В пяти верстах от того места, где происходила переправа, через трясину
был перекинут мост - там пролегал государственный тракт на Тудо Ваку. Еще
со вчерашнего вечера, опасаясь, что Левинсон не останется ночевать в селе,
казаки устроили засаду на самом тракте, верстах в восьми от моста.
Они просидели там всю ночь, дожидаясь отряда, и слышали отдаленные
орудийные залпы. Утром примчался вестовой с приказом - остаться на месте,
так как неприятель, прорвавшись через трясину, идет по направлению к ним. А
через каких-нибудь десять минут после того, как проехал вестовой, отряд
Левинсона, ничего не знавший о засаде и о том, что мимо только что промчался
неприятельский вестовой, тоже вышел на Тудо-Вакский тракт.
Солнце уже поднялось над лесом. Иней давно растаял. Небо раскрылось в
вышине, прозрачно-льдистое и голубое. Деревья в мокром сияющем золоте
склонялись над дорогой. День занялся теплый, непохожий на осенний.

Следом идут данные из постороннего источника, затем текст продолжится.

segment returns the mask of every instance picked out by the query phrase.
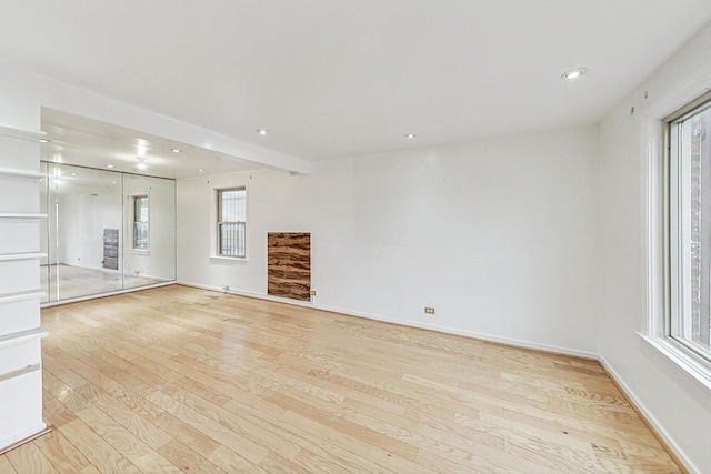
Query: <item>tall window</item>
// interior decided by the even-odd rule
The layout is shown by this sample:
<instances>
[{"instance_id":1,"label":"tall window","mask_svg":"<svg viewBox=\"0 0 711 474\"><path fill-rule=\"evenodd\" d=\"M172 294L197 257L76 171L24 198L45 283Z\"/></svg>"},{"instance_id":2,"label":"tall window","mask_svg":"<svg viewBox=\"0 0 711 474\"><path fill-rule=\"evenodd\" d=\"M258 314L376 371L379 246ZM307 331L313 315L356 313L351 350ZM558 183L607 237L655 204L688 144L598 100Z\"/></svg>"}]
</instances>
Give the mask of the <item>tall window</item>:
<instances>
[{"instance_id":1,"label":"tall window","mask_svg":"<svg viewBox=\"0 0 711 474\"><path fill-rule=\"evenodd\" d=\"M669 122L668 335L711 361L711 101Z\"/></svg>"},{"instance_id":2,"label":"tall window","mask_svg":"<svg viewBox=\"0 0 711 474\"><path fill-rule=\"evenodd\" d=\"M218 190L218 255L247 255L246 221L247 189Z\"/></svg>"},{"instance_id":3,"label":"tall window","mask_svg":"<svg viewBox=\"0 0 711 474\"><path fill-rule=\"evenodd\" d=\"M133 249L148 250L148 195L133 196Z\"/></svg>"}]
</instances>

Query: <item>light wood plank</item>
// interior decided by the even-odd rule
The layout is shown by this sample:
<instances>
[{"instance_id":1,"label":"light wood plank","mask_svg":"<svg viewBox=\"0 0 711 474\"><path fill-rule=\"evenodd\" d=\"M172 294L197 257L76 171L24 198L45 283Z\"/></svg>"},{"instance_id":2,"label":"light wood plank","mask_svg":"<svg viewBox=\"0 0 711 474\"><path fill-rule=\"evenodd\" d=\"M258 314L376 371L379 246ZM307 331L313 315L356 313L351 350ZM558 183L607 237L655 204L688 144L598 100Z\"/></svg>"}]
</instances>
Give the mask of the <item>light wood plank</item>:
<instances>
[{"instance_id":1,"label":"light wood plank","mask_svg":"<svg viewBox=\"0 0 711 474\"><path fill-rule=\"evenodd\" d=\"M680 472L595 361L179 285L42 324L0 472Z\"/></svg>"}]
</instances>

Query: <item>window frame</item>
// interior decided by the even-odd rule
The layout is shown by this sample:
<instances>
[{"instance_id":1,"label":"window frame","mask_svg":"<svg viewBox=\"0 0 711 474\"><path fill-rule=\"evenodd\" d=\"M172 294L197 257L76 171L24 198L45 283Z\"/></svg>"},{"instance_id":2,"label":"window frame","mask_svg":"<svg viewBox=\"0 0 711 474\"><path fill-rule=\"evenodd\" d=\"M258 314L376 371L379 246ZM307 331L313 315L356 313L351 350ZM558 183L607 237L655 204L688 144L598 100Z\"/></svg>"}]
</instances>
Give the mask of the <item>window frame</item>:
<instances>
[{"instance_id":1,"label":"window frame","mask_svg":"<svg viewBox=\"0 0 711 474\"><path fill-rule=\"evenodd\" d=\"M138 201L139 200L146 200L146 221L139 221L139 215L138 215ZM131 250L136 250L139 252L148 252L150 251L150 242L151 242L151 230L150 230L150 198L148 195L148 193L141 193L141 194L131 194ZM146 224L146 246L138 246L138 239L137 239L137 228L139 224Z\"/></svg>"},{"instance_id":2,"label":"window frame","mask_svg":"<svg viewBox=\"0 0 711 474\"><path fill-rule=\"evenodd\" d=\"M711 80L711 77L709 78ZM678 192L671 182L670 148L673 145L670 123L689 115L711 100L703 83L683 93L660 100L645 112L642 121L642 150L645 195L645 324L638 335L671 366L708 393L711 393L711 362L688 344L672 336L672 291L678 291L671 253L674 219L671 194Z\"/></svg>"},{"instance_id":3,"label":"window frame","mask_svg":"<svg viewBox=\"0 0 711 474\"><path fill-rule=\"evenodd\" d=\"M698 100L692 101L688 105L684 105L678 112L665 119L665 147L664 147L664 161L667 170L667 185L668 193L664 198L667 211L665 228L668 229L667 236L667 262L668 269L667 278L669 279L669 304L667 307L667 316L664 317L664 335L674 341L689 352L690 356L700 361L711 367L711 347L704 347L701 344L690 341L689 337L682 334L682 325L688 324L688 314L691 311L691 302L689 301L689 294L687 289L691 286L691 271L688 268L689 260L691 259L690 245L685 242L691 240L688 234L690 232L687 229L689 222L687 222L687 214L691 212L691 199L689 196L689 189L691 188L691 173L688 170L690 163L685 162L690 155L691 143L688 143L680 139L680 134L685 133L682 123L688 119L702 113L711 109L711 95L704 94ZM710 163L702 163L700 171L703 177L707 175L707 180L711 180ZM705 184L701 188L701 202L703 204L711 204L709 199L709 191L711 186ZM704 203L704 201L707 201ZM704 206L708 208L708 206ZM711 218L711 213L707 214ZM701 216L702 224L699 231L702 236L710 236L711 231L703 229L703 218ZM708 224L705 224L708 225ZM703 239L701 240L704 241ZM704 252L705 250L705 252ZM709 279L709 255L707 252L711 252L711 245L707 245L701 250L700 258L700 286L701 295L700 303L702 306L710 306L709 297L711 296L711 281ZM705 253L705 255L704 255ZM705 271L704 271L705 270ZM704 278L705 274L705 278ZM711 307L707 309L705 314L701 317L709 317Z\"/></svg>"},{"instance_id":4,"label":"window frame","mask_svg":"<svg viewBox=\"0 0 711 474\"><path fill-rule=\"evenodd\" d=\"M244 220L243 221L221 221L221 211L222 211L222 193L226 191L243 191L244 192ZM214 188L213 190L213 210L214 210L214 219L213 219L213 239L212 239L212 258L213 259L224 259L231 261L247 261L248 259L248 238L247 238L247 221L248 221L248 189L246 184L240 185L230 185L230 186L221 186ZM238 224L242 225L242 254L233 255L229 253L223 253L221 245L221 229L224 224Z\"/></svg>"}]
</instances>

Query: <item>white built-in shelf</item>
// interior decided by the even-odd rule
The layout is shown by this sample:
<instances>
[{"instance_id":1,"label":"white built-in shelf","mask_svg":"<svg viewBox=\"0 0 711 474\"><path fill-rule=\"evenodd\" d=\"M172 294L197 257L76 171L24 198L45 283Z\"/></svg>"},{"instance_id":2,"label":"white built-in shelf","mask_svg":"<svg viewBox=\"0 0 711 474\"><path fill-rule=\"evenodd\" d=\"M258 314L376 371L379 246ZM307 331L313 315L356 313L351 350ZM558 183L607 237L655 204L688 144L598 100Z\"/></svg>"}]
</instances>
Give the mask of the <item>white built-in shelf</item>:
<instances>
[{"instance_id":1,"label":"white built-in shelf","mask_svg":"<svg viewBox=\"0 0 711 474\"><path fill-rule=\"evenodd\" d=\"M44 178L47 175L40 171L18 170L17 168L0 168L0 174L20 178Z\"/></svg>"},{"instance_id":2,"label":"white built-in shelf","mask_svg":"<svg viewBox=\"0 0 711 474\"><path fill-rule=\"evenodd\" d=\"M14 301L31 300L33 297L41 297L44 294L41 290L21 291L18 293L8 293L0 295L0 304L12 303Z\"/></svg>"},{"instance_id":3,"label":"white built-in shelf","mask_svg":"<svg viewBox=\"0 0 711 474\"><path fill-rule=\"evenodd\" d=\"M44 219L47 214L34 214L31 212L0 212L0 219Z\"/></svg>"},{"instance_id":4,"label":"white built-in shelf","mask_svg":"<svg viewBox=\"0 0 711 474\"><path fill-rule=\"evenodd\" d=\"M21 344L27 341L31 341L34 339L47 337L47 331L42 327L36 327L33 330L20 331L12 334L7 334L0 336L0 349L7 347L8 345Z\"/></svg>"},{"instance_id":5,"label":"white built-in shelf","mask_svg":"<svg viewBox=\"0 0 711 474\"><path fill-rule=\"evenodd\" d=\"M31 253L6 253L0 255L0 261L3 260L30 260L30 259L42 259L47 256L47 253L42 252L31 252Z\"/></svg>"}]
</instances>

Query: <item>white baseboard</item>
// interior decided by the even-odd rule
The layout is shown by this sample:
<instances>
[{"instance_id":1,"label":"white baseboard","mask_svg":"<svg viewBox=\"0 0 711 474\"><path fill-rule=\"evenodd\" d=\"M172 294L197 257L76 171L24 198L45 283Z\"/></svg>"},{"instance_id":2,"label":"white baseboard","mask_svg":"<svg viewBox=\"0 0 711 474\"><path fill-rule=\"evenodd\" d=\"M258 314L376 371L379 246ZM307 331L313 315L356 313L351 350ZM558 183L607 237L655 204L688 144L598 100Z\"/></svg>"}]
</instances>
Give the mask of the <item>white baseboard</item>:
<instances>
[{"instance_id":1,"label":"white baseboard","mask_svg":"<svg viewBox=\"0 0 711 474\"><path fill-rule=\"evenodd\" d=\"M673 454L673 456L675 456L677 460L681 464L683 464L690 472L692 472L692 473L701 473L702 472L701 470L698 468L698 466L695 466L689 460L689 457L687 457L684 455L684 452L681 448L681 446L679 446L677 443L673 442L672 437L669 436L669 433L667 433L667 431L657 421L657 418L651 414L651 412L649 410L647 410L644 404L635 396L634 392L632 392L630 386L627 383L624 383L624 381L620 377L620 375L617 373L617 371L611 365L609 365L600 354L597 354L594 352L579 351L579 350L574 350L574 349L570 349L570 347L561 347L561 346L557 346L557 345L540 344L540 343L535 343L535 342L521 341L521 340L515 340L515 339L510 339L510 337L500 337L500 336L494 336L494 335L491 335L491 334L483 334L483 333L477 333L477 332L471 332L471 331L462 331L462 330L453 329L453 327L423 324L423 323L419 323L419 322L414 322L414 321L391 320L391 319L388 319L388 317L383 317L381 315L368 314L368 313L362 313L362 312L352 311L352 310L343 310L343 309L340 309L340 307L321 306L321 305L314 304L313 302L300 302L300 301L283 299L283 297L264 295L264 294L260 294L260 293L242 292L242 291L234 291L234 290L229 290L229 291L226 292L221 288L201 285L201 284L190 283L190 282L184 282L184 281L178 281L177 283L186 285L186 286L199 288L199 289L202 289L202 290L219 291L219 292L224 292L224 293L228 293L228 294L234 294L234 295L248 296L248 297L257 297L257 299L260 299L260 300L267 300L267 301L273 301L273 302L279 302L279 303L292 304L292 305L297 305L297 306L309 306L309 307L313 307L313 309L317 309L317 310L329 311L329 312L346 314L346 315L350 315L350 316L365 317L365 319L369 319L369 320L382 321L382 322L385 322L385 323L420 327L420 329L425 329L425 330L430 330L430 331L437 331L437 332L442 332L442 333L448 333L448 334L454 334L454 335L461 335L461 336L465 336L465 337L478 339L478 340L482 340L482 341L498 342L498 343L501 343L501 344L512 345L512 346L517 346L517 347L532 349L532 350L537 350L537 351L545 351L545 352L552 352L552 353L557 353L557 354L564 354L564 355L571 355L571 356L575 356L575 357L584 357L584 359L595 360L595 361L600 362L600 364L603 366L603 369L607 371L607 373L614 380L614 382L618 384L618 386L624 392L624 394L629 397L629 400L637 407L637 410L639 410L639 412L642 414L642 416L644 416L644 418L647 420L647 422L649 423L651 428L654 430L657 435L663 441L663 443L667 444L667 447L671 451L671 454Z\"/></svg>"},{"instance_id":2,"label":"white baseboard","mask_svg":"<svg viewBox=\"0 0 711 474\"><path fill-rule=\"evenodd\" d=\"M455 327L439 326L439 325L435 325L435 324L424 324L424 323L420 323L420 322L417 322L417 321L393 320L393 319L390 319L390 317L383 317L383 316L381 316L379 314L363 313L363 312L360 312L360 311L353 311L353 310L348 310L348 309L342 309L342 307L323 306L323 305L314 303L313 301L312 302L297 301L297 300L290 300L290 299L287 299L287 297L271 296L271 295L268 295L268 294L252 293L252 292L244 292L244 291L236 291L236 290L224 291L223 289L218 288L218 286L209 286L209 285L202 285L202 284L190 283L190 282L184 282L184 281L178 281L177 283L186 285L186 286L199 288L201 290L219 291L219 292L222 292L222 293L234 294L234 295L238 295L238 296L256 297L256 299L259 299L259 300L267 300L267 301L273 301L273 302L277 302L277 303L292 304L292 305L296 305L296 306L313 307L316 310L329 311L331 313L340 313L340 314L346 314L346 315L349 315L349 316L364 317L367 320L381 321L381 322L390 323L390 324L399 324L399 325L403 325L403 326L419 327L419 329L423 329L423 330L437 331L437 332L447 333L447 334L453 334L453 335L461 335L461 336L464 336L464 337L479 339L479 340L489 341L489 342L498 342L498 343L501 343L501 344L512 345L512 346L517 346L517 347L532 349L532 350L535 350L535 351L545 351L545 352L552 352L552 353L564 354L564 355L572 355L572 356L575 356L575 357L592 359L592 360L595 360L595 361L600 360L600 355L595 354L593 352L578 351L578 350L574 350L574 349L561 347L561 346L558 346L558 345L539 344L539 343L535 343L535 342L522 341L522 340L517 340L517 339L500 337L500 336L494 336L494 335L490 335L490 334L477 333L477 332L472 332L472 331L462 331L462 330L459 330L459 329L455 329Z\"/></svg>"},{"instance_id":3,"label":"white baseboard","mask_svg":"<svg viewBox=\"0 0 711 474\"><path fill-rule=\"evenodd\" d=\"M29 430L23 431L22 433L18 433L12 437L4 438L0 441L0 454L23 444L26 441L32 441L37 436L40 436L47 432L47 425L44 423L40 423L37 426L32 426Z\"/></svg>"},{"instance_id":4,"label":"white baseboard","mask_svg":"<svg viewBox=\"0 0 711 474\"><path fill-rule=\"evenodd\" d=\"M684 465L691 473L701 473L702 471L695 466L689 457L684 455L684 451L679 446L679 444L674 443L669 433L662 427L662 425L657 421L654 415L644 406L644 404L640 401L640 399L634 394L634 392L630 389L630 386L624 382L624 380L620 376L620 374L612 367L612 365L608 364L607 361L602 356L598 356L598 361L605 370L608 375L610 375L614 383L624 392L624 395L632 402L634 407L640 412L640 414L645 418L647 423L651 426L651 428L655 432L655 434L667 444L667 447L677 456L680 463Z\"/></svg>"}]
</instances>

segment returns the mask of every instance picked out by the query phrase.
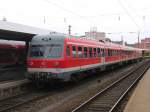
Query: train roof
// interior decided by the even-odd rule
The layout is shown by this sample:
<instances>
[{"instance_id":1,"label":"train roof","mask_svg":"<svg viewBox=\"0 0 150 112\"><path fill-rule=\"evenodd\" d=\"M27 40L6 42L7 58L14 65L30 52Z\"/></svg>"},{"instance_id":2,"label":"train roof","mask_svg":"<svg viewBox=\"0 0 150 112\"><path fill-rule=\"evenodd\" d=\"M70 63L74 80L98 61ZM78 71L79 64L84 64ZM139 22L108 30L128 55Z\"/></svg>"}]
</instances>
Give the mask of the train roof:
<instances>
[{"instance_id":1,"label":"train roof","mask_svg":"<svg viewBox=\"0 0 150 112\"><path fill-rule=\"evenodd\" d=\"M77 38L74 36L68 36L65 34L61 33L52 33L52 34L47 34L47 35L36 35L32 39L33 42L40 42L40 41L66 41L67 43L70 44L78 44L78 45L87 45L87 46L101 46L102 48L110 48L110 49L124 49L124 50L140 50L139 48L134 48L134 47L129 47L129 46L124 46L124 45L119 45L119 44L114 44L111 42L99 42L96 40L91 40L91 39L85 39L85 38Z\"/></svg>"},{"instance_id":2,"label":"train roof","mask_svg":"<svg viewBox=\"0 0 150 112\"><path fill-rule=\"evenodd\" d=\"M25 42L0 40L0 48L24 48Z\"/></svg>"}]
</instances>

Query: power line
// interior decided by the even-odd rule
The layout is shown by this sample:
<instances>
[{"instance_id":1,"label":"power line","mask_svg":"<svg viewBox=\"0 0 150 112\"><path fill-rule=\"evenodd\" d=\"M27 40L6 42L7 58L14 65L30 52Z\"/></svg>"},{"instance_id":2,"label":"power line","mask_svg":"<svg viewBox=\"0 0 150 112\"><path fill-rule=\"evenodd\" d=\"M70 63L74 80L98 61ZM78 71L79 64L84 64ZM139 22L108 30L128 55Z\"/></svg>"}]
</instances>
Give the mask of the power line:
<instances>
[{"instance_id":1,"label":"power line","mask_svg":"<svg viewBox=\"0 0 150 112\"><path fill-rule=\"evenodd\" d=\"M132 15L128 12L128 10L125 8L125 6L121 3L120 0L118 0L119 5L123 8L123 10L127 13L127 15L129 16L129 18L132 20L132 22L135 24L135 26L138 28L138 30L140 29L140 26L136 23L136 21L134 20L134 18L132 17Z\"/></svg>"}]
</instances>

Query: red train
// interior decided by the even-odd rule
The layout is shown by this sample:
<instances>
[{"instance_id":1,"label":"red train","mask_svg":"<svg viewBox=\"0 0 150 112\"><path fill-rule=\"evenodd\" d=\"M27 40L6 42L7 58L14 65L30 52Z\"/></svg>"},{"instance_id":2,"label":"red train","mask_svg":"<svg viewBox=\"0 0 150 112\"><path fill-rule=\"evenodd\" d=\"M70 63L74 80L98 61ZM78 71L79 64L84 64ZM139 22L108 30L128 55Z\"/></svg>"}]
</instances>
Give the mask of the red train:
<instances>
[{"instance_id":1,"label":"red train","mask_svg":"<svg viewBox=\"0 0 150 112\"><path fill-rule=\"evenodd\" d=\"M0 41L0 67L25 63L25 44L13 41Z\"/></svg>"},{"instance_id":2,"label":"red train","mask_svg":"<svg viewBox=\"0 0 150 112\"><path fill-rule=\"evenodd\" d=\"M33 81L76 80L85 72L141 58L137 48L60 34L37 35L29 47L27 77Z\"/></svg>"}]
</instances>

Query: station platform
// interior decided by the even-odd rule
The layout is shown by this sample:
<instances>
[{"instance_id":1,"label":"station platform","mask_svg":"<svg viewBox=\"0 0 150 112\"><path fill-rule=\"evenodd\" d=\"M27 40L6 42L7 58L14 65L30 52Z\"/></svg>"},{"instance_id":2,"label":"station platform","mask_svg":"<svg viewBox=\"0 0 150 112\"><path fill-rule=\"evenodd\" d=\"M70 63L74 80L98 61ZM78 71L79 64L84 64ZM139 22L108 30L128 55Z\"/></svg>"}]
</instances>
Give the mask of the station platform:
<instances>
[{"instance_id":1,"label":"station platform","mask_svg":"<svg viewBox=\"0 0 150 112\"><path fill-rule=\"evenodd\" d=\"M139 81L124 112L150 112L150 68Z\"/></svg>"}]
</instances>

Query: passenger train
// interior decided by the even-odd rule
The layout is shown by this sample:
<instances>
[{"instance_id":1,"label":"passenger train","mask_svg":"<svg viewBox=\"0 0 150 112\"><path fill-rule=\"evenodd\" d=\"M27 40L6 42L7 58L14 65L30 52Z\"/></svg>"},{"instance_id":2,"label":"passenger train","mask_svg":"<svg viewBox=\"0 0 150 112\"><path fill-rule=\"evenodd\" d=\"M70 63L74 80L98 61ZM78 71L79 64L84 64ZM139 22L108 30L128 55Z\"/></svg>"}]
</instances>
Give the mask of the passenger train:
<instances>
[{"instance_id":1,"label":"passenger train","mask_svg":"<svg viewBox=\"0 0 150 112\"><path fill-rule=\"evenodd\" d=\"M142 50L63 34L36 35L29 46L27 78L70 81L93 70L140 60Z\"/></svg>"}]
</instances>

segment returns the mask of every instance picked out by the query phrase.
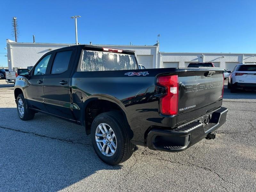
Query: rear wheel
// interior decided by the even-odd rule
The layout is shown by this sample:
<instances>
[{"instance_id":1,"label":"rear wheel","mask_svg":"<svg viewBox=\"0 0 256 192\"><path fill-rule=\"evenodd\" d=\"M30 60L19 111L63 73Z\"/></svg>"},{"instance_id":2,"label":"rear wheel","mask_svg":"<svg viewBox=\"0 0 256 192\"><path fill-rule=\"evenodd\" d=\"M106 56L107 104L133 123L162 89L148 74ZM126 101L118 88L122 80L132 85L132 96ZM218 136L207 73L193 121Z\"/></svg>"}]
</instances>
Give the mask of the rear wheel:
<instances>
[{"instance_id":1,"label":"rear wheel","mask_svg":"<svg viewBox=\"0 0 256 192\"><path fill-rule=\"evenodd\" d=\"M104 162L117 165L129 159L134 145L131 142L124 118L118 112L103 113L97 116L91 127L92 146Z\"/></svg>"},{"instance_id":2,"label":"rear wheel","mask_svg":"<svg viewBox=\"0 0 256 192\"><path fill-rule=\"evenodd\" d=\"M19 116L22 120L32 119L35 116L35 112L27 106L23 94L20 94L17 100L17 110Z\"/></svg>"}]
</instances>

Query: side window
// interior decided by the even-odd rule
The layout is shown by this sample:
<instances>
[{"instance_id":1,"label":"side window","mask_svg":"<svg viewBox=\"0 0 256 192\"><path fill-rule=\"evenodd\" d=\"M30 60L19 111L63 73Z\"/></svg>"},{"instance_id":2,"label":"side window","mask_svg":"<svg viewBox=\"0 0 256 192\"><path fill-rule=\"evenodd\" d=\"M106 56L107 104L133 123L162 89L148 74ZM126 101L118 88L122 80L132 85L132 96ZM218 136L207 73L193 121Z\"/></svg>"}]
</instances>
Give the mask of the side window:
<instances>
[{"instance_id":1,"label":"side window","mask_svg":"<svg viewBox=\"0 0 256 192\"><path fill-rule=\"evenodd\" d=\"M237 67L237 65L236 66L236 67L235 67L234 68L233 68L233 70L232 70L232 72L234 72L234 71L235 71L235 70L236 70L236 67Z\"/></svg>"},{"instance_id":2,"label":"side window","mask_svg":"<svg viewBox=\"0 0 256 192\"><path fill-rule=\"evenodd\" d=\"M34 70L34 75L40 75L45 74L47 66L49 62L51 54L46 55L43 58L36 66Z\"/></svg>"},{"instance_id":3,"label":"side window","mask_svg":"<svg viewBox=\"0 0 256 192\"><path fill-rule=\"evenodd\" d=\"M71 50L57 53L51 73L52 74L61 73L67 71L68 68L68 64L72 52Z\"/></svg>"}]
</instances>

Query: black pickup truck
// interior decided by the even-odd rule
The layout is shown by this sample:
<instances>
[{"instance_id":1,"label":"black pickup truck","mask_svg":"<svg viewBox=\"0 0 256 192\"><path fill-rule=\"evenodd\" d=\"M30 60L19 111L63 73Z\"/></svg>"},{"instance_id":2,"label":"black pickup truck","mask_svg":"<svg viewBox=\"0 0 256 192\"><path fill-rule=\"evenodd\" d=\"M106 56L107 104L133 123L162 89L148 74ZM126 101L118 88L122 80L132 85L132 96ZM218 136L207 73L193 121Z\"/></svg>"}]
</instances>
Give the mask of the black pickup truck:
<instances>
[{"instance_id":1,"label":"black pickup truck","mask_svg":"<svg viewBox=\"0 0 256 192\"><path fill-rule=\"evenodd\" d=\"M20 117L48 114L81 125L96 153L116 165L135 145L182 151L226 121L223 70L138 69L133 52L78 45L50 51L30 72L20 69L14 88Z\"/></svg>"}]
</instances>

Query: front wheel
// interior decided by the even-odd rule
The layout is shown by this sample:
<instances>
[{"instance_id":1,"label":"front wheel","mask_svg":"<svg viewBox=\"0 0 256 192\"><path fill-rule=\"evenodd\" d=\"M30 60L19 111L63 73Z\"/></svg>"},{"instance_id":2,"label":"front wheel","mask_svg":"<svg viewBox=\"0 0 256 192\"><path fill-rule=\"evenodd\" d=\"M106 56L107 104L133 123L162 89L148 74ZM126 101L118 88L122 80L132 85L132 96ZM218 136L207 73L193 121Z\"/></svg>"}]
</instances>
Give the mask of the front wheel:
<instances>
[{"instance_id":1,"label":"front wheel","mask_svg":"<svg viewBox=\"0 0 256 192\"><path fill-rule=\"evenodd\" d=\"M27 107L23 94L20 94L16 100L17 110L20 119L23 121L27 121L34 118L35 112Z\"/></svg>"},{"instance_id":2,"label":"front wheel","mask_svg":"<svg viewBox=\"0 0 256 192\"><path fill-rule=\"evenodd\" d=\"M129 159L134 145L130 140L127 125L122 116L110 111L97 116L91 127L92 146L104 162L115 165Z\"/></svg>"}]
</instances>

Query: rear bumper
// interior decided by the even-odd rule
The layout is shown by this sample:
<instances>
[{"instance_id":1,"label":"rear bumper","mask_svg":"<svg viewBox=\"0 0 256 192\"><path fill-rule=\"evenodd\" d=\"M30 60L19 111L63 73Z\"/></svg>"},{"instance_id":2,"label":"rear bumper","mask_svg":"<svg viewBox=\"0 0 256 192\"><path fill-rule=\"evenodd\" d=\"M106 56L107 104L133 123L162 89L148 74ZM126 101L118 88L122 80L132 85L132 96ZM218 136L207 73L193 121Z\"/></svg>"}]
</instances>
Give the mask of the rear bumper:
<instances>
[{"instance_id":1,"label":"rear bumper","mask_svg":"<svg viewBox=\"0 0 256 192\"><path fill-rule=\"evenodd\" d=\"M5 82L7 83L15 83L15 79L5 79Z\"/></svg>"},{"instance_id":2,"label":"rear bumper","mask_svg":"<svg viewBox=\"0 0 256 192\"><path fill-rule=\"evenodd\" d=\"M244 89L256 89L256 83L236 83L234 84L237 88Z\"/></svg>"},{"instance_id":3,"label":"rear bumper","mask_svg":"<svg viewBox=\"0 0 256 192\"><path fill-rule=\"evenodd\" d=\"M148 135L148 147L152 149L171 152L184 150L223 124L228 111L226 108L220 108L173 130L153 129ZM212 118L209 120L211 115ZM206 125L198 121L206 118L208 123Z\"/></svg>"}]
</instances>

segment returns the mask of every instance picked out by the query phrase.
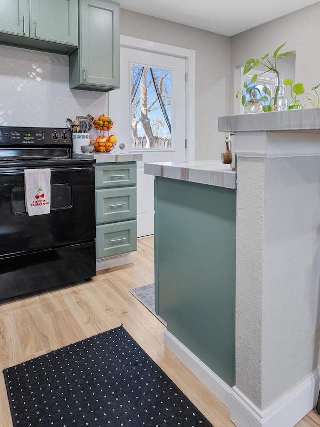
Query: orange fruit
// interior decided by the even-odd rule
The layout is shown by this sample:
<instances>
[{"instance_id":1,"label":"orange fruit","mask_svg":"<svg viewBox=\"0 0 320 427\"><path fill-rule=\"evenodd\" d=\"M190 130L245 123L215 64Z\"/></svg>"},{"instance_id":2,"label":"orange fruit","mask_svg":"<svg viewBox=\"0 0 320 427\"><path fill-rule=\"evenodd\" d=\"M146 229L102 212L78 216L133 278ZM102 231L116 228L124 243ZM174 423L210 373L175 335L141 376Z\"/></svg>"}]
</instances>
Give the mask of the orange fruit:
<instances>
[{"instance_id":1,"label":"orange fruit","mask_svg":"<svg viewBox=\"0 0 320 427\"><path fill-rule=\"evenodd\" d=\"M97 142L106 142L108 139L106 135L99 135L99 136L96 140Z\"/></svg>"}]
</instances>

Левинсон рассеянным взглядом окинул всю эту светлую и чистую, сияющую
красоту и не почувствовал ее. Увидел свой отряд, измученный и поредевший
втрое, уныло растянувшийся вдоль дороги, и понял, как он сам смертельно
устал и как бессилен он теперь сделать что-либо для этих людей, уныло
плетущихся позади него. Они были еще единственно не безразличны, близки ему,
эти измученные верные люди, ближе всего остального, ближе даже самого себя,
потому что он ни на секунду не переставал чувствовать, что он чем-то обязан
перед ними; но он, казалось, не мог уже ничего сделать для них, он уже не
руководил ими, и только сами они еще не знали этого и покорно тянулись за
ним, как стадо, привыкшее к своему вожаку. И это было как раз то самое
страшное, чего он больше всего боялся, когда вчерашним утром думал о смерти
Метелицы...
Он пытался взять себя в руки, сосредоточиться на чем-нибудь практически
необходимом, но мысль его сбивалась и путалась, глаза слипались, и странные
образы, обрывки воспоминаний, смутные ощущения окружающего, туманные и
противоречивые, клубились в его сознании беспрерывно сменяющимся, беззвучным
и бесплотным роем... "Зачем эта длинная, бесконечная дорога, и эта мокрая
листва, и небо, такое мертвое и ненужное мне теперь?.. Что я обязан теперь
делать?.. Да, я обязан выйти в Тудо-Вакскую долину... вак...скую долину...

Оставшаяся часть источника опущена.